En face, Arsenal a aussi des riches ressources (Williamson, Little, Caldentey, Russo, Blackstenius...), même en l'absence de Steph Catley (mollet) et Beth Mead (raison personnelle), ainsi qu'une culture européenne qui s'étoffe chaque saison davantage. En quatre ans, les Gunners au féminin ont atteint le dernier carré de la Ligue des champions à trois reprises, un accomplissement impressionnant après avoir longtemps regardé l'Europe de très, très loin. Pour résumer, les Anglaises veulent s'ancrer au sommet du football continentale quand les Lyonnaises tentent d'y revenir.

Dans ce milieu, "tout va très vite et nous essayons d'être parmi les leaders, d'être proactifs, de continuer à innover, de rester à la pointe", a résumé l'entraîneuse d'Arsenal, Renée Slegers, nommée en cours de saison dernière pour relancer une équipe en petite forme. "Je me pose souvent la question: ce qu'on fait, est-ce suffisant, est-ce que ça le sera encore demain ?C'est ce qui nous fait avancer et ce qui fait que j'aime autant être à Arsenal, parce que nous avons cette mentalité", a dit la Néerlandaise de 37 ans, vendredi face aux médias.

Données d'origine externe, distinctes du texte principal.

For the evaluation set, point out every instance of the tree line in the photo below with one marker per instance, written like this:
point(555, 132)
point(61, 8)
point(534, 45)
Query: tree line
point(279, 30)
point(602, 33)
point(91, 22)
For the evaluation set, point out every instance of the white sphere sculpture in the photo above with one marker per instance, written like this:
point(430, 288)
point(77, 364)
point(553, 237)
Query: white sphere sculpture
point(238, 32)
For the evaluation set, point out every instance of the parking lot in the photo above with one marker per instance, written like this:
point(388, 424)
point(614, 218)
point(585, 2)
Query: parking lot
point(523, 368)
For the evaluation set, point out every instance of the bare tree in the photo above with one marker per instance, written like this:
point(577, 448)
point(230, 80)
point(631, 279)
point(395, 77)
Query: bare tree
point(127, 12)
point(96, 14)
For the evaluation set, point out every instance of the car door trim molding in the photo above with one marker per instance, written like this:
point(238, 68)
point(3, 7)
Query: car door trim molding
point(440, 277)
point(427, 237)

Hegerberg : "Ce sera un match au sommet"

En octobre dernier, les Lyonnaises étaient venues contrarier les Anglaises (2-1). Mais c'était en phase de ligue et dans le petit stade de Meadow Park, à mille lieues des enjeux et de l'ambiance attendus dimanche à l'Emirates devant des dizaines de milliers de supporters. "Le stade sera complet contre une belle équipe et ce sera un match au sommet", a résumé Hegerberg. "Quand on arrive en avril, qu'on a beaucoup travaillé durant la saison pour en arriver là et qu'on commence à jouer des top équipes, c'est un rêve". La manche retour se jouera le 2 mai à Lyon, avec en jeu la finale du 23 mai à Oslo, contre le Barça ou le Bayern Munich.